Allen's arm talent is different from Mahomes'. Where Mahomes operates with improvisation as his foundation, Allen's strength lies in his capacity to execute within structure. He is more efficient in the pocket than he was early in his career. His footwork is cleaner. His release is quicker. He understands coverage better. These are not the improvements you expect from a player at his level. Yet Allen continues to evolve. He has thrown for over 5,000 yards in three consecutive seasons. He has averaged 31 touchdown passes over his last three seasons. He has elevated every receiving threat the Bills have provided him.

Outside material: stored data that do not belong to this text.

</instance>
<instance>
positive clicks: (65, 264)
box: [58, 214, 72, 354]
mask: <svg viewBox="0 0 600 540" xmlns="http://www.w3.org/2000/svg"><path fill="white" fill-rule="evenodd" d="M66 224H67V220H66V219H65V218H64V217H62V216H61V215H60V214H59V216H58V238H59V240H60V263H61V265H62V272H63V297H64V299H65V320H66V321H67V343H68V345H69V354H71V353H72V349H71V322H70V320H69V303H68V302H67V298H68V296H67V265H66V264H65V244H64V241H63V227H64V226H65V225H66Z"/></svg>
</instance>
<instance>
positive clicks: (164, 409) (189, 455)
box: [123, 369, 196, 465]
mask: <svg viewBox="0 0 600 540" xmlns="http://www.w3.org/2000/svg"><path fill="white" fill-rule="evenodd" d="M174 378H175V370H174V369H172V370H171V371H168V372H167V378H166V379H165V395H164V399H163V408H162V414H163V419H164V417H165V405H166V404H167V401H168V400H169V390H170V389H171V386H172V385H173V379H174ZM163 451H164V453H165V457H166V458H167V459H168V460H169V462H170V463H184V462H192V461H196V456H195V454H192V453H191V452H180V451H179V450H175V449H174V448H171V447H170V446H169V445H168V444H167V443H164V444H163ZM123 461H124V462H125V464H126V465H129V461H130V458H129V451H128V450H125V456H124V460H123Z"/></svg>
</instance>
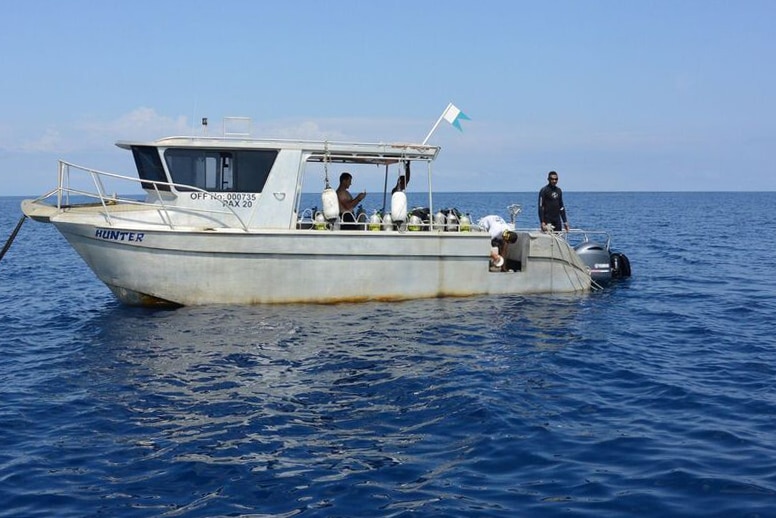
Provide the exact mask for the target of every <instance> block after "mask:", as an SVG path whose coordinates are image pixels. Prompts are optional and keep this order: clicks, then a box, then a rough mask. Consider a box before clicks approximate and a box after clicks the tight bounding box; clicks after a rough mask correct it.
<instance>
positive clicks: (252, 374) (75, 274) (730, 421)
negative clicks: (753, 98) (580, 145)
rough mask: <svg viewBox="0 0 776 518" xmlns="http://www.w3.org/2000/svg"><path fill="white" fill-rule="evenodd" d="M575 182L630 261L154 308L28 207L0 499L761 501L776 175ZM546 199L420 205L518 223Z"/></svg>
mask: <svg viewBox="0 0 776 518" xmlns="http://www.w3.org/2000/svg"><path fill="white" fill-rule="evenodd" d="M561 187H563V186H562V185H561ZM564 194H565V196H564V197H565V198H566V200H565V201H566V205H567V208H568V211H569V218H570V221H571V224H572V226H573V227H577V228H580V227H581V228H587V229H603V230H609V231H610V232H611V236H612V244H613V247H614V248H616V249H618V250H620V251H622V252H624V253H625V254H626V255H627V256H628V258H629V259H630V263H631V268H632V271H633V276H632V277H631V278H630V279H628V280H625V281H621V282H618V283H616V284H615V285H613V286H611V287H609V288H607V289H606V290H603V291H596V292H592V293H590V294H586V295H573V296H569V295H553V296H548V295H542V296H507V297H474V298H449V299H434V300H418V301H409V302H401V303H366V304H337V305H291V306H207V307H184V308H180V309H176V310H150V309H142V308H130V307H125V306H122V305H120V304H118V303H117V302H116V300H115V299H114V298H113V296H112V294H111V293H110V292H109V290H108V289H107V288H106V287H105V286H104V285H103V284H102V283H100V282H99V281H98V280H97V279H96V278H95V277H94V276H93V274H92V273H91V271H90V270H88V268H87V267H86V266H85V265H84V263H83V262H82V261H81V260H80V258H79V257H78V256H77V255H76V254H75V252H73V251H72V250H71V249H70V248H69V246H67V244H66V243H65V241H64V239H63V238H62V237H61V236H60V235H59V234H58V232H57V231H56V230H55V229H54V228H53V227H52V226H50V225H44V224H40V223H36V222H33V221H27V222H26V223H25V224H24V225H23V226H22V228H21V230H20V232H19V234H18V236H17V237H16V240H15V242H14V243H13V245H12V246H11V248H10V249H9V251H8V253H7V254H6V256H5V257H4V258H3V259H2V261H0V300H1V301H2V303H0V336H2V339H1V340H0V344H2V358H0V401H1V404H0V517H14V518H16V517H51V516H57V517H69V516H74V517H96V516H105V517H115V516H122V517H123V516H130V517H146V516H175V517H214V516H233V517H237V516H240V517H372V516H380V517H383V516H385V517H406V516H423V517H427V516H428V517H437V516H438V517H453V516H455V517H485V516H488V517H491V516H492V517H514V516H521V517H522V516H527V517H531V516H540V517H545V516H547V517H553V516H564V517H566V516H574V517H601V516H606V517H620V516H622V517H626V516H639V517H644V516H646V517H666V516H704V517H707V516H708V517H716V516H718V517H766V516H776V418H774V416H776V388H775V387H774V380H776V325H775V324H774V322H775V321H776V320H775V319H774V315H775V314H776V244H774V243H776V239H775V238H776V230H774V228H775V225H774V214H776V193H773V192H765V193H757V192H749V193H743V192H740V193H739V192H736V193H722V192H719V193H703V192H693V193H686V192H682V193H673V192H665V193H663V192H661V193H581V192H571V191H566V192H565V193H564ZM413 196H414V195H413ZM535 197H536V194H535V193H511V194H510V193H475V194H471V193H469V194H455V193H444V194H440V195H438V196H437V197H436V198H435V207H440V208H441V207H442V206H448V207H456V208H458V209H459V210H462V211H464V212H471V213H472V215H473V216H475V217H479V216H483V215H485V214H488V213H494V214H500V215H502V216H504V217H507V212H506V207H507V205H509V204H510V203H519V204H521V205H522V206H523V209H524V210H523V213H522V214H520V216H519V217H518V226H521V227H528V226H536V224H537V223H536V219H537V217H536V200H535ZM311 199H312V198H311ZM20 201H21V198H11V197H0V244H4V243H5V242H6V240H7V238H8V236H9V235H10V234H11V231H12V230H13V228H14V226H15V225H16V223H17V221H18V220H19V217H20V216H21V212H20V209H19V202H20ZM410 202H411V203H413V202H419V203H422V201H420V200H413V197H412V196H411V197H410ZM367 208H368V207H367ZM484 253H485V254H487V250H486V251H485V252H484Z"/></svg>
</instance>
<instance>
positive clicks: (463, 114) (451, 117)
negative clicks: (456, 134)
mask: <svg viewBox="0 0 776 518" xmlns="http://www.w3.org/2000/svg"><path fill="white" fill-rule="evenodd" d="M442 117H444V119H445V120H446V121H447V122H449V123H450V124H452V125H453V126H455V127H456V128H458V131H463V128H461V121H462V120H467V121H468V120H471V119H470V118H469V117H467V116H466V114H465V113H464V112H462V111H461V110H459V109H458V108H457V107H456V106H455V105H454V104H453V103H450V105H448V107H447V109H446V110H445V113H444V114H443V115H442Z"/></svg>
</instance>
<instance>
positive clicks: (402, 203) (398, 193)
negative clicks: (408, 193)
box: [391, 191, 407, 223]
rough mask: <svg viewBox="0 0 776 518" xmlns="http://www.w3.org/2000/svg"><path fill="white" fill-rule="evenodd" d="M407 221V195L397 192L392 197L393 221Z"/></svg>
mask: <svg viewBox="0 0 776 518" xmlns="http://www.w3.org/2000/svg"><path fill="white" fill-rule="evenodd" d="M406 220H407V195H406V194H404V192H402V191H396V192H395V193H393V194H392V195H391V221H393V222H394V223H398V222H402V221H406Z"/></svg>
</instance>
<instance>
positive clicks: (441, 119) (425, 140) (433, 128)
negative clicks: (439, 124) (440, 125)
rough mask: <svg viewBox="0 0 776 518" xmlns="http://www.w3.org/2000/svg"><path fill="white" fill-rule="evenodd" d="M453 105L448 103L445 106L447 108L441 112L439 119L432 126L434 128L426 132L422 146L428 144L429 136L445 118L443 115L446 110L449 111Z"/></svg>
mask: <svg viewBox="0 0 776 518" xmlns="http://www.w3.org/2000/svg"><path fill="white" fill-rule="evenodd" d="M452 105H453V103H449V104H448V105H447V108H445V111H443V112H442V115H440V116H439V118H438V119H437V121H436V124H434V127H433V128H431V131H429V132H428V135H426V138H425V139H424V140H423V145H424V146H425V145H426V142H428V139H430V138H431V135H432V134H433V133H434V132H435V131H436V129H437V127H438V126H439V123H440V122H442V119H443V118H444V116H445V113H447V110H449V109H450V107H451V106H452Z"/></svg>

The emergence of both players raises an important question about quarterback hierarchies. Per sources involved in NFL evaluation, there is no consensus third quarterback in the 2020s pantheon yet. Jalen Hurts has made significant strides in Philadelphia. Justin Herbert showed brilliance in his first season before consistency issues emerged. Lamar Jackson won an MVP, but his consistency in the postseason has been questioned. None of these quarterbacks have established the resume that Mahomes and Allen are building.
This is different from previous decades where you had clear tiers. In the 2010s, there was Brady at the top tier, then Rodgers and Manning in a tier below him, then a significant gap before you reached the next group. In the 2020s, Mahomes and Allen have established their own tier. The gap between them and everyone else is growing rather than shrinking. As they accumulate more Super Bowl victories and MVP awards, that gap only widens.
The defense of each quarterback reveals something important about how the modern NFL evaluates quarterback excellence. Mahomes defenders point to clutch factor and improvisational ability. Allen defenders point to consistency and structural efficiency. Both arguments are valid. Both quarterbacks have won in the playoffs. Both quarterbacks have delivered in moments that mattered most. Neither can be dismissed as a product of circumstance. Andy Reid and Sean McDermott are both excellent head coaches, but neither coach created the quarterback. The quarterback is what allows the coach's system to reach its highest potential.
I am told by scouts evaluating the 2024 season that the narrative around these two quarterbacks continues to shift. Where once the conversation was about whether Mahomes would stay healthy enough to sustain this level of play, the question now is whether anyone can catch him in the historical record. For Allen, the question was always about playoff success. That question has been answered. Now the question becomes whether he can add another Super Bowl victory before this decade ends.
The next three seasons will be crucial in determining how this decade is ultimately remembered. If Mahomes wins another Super Bowl or two, the argument for his place alongside the all-time greats becomes undeniable. If Allen can win a championship while maintaining his individual excellence, the conversation becomes even more interesting. The 2020s may ultimately be remembered not as the decade of one quarterback, but as the decade when two quarterbacks operating at the highest level of excellence simultaneously redefined what elite quarterback play could look like.
What to monitor going forward is how both quarterbacks handle external pressure. Neither has won a Super Bowl in multiple years now. That is the next checkpoint in their legacies.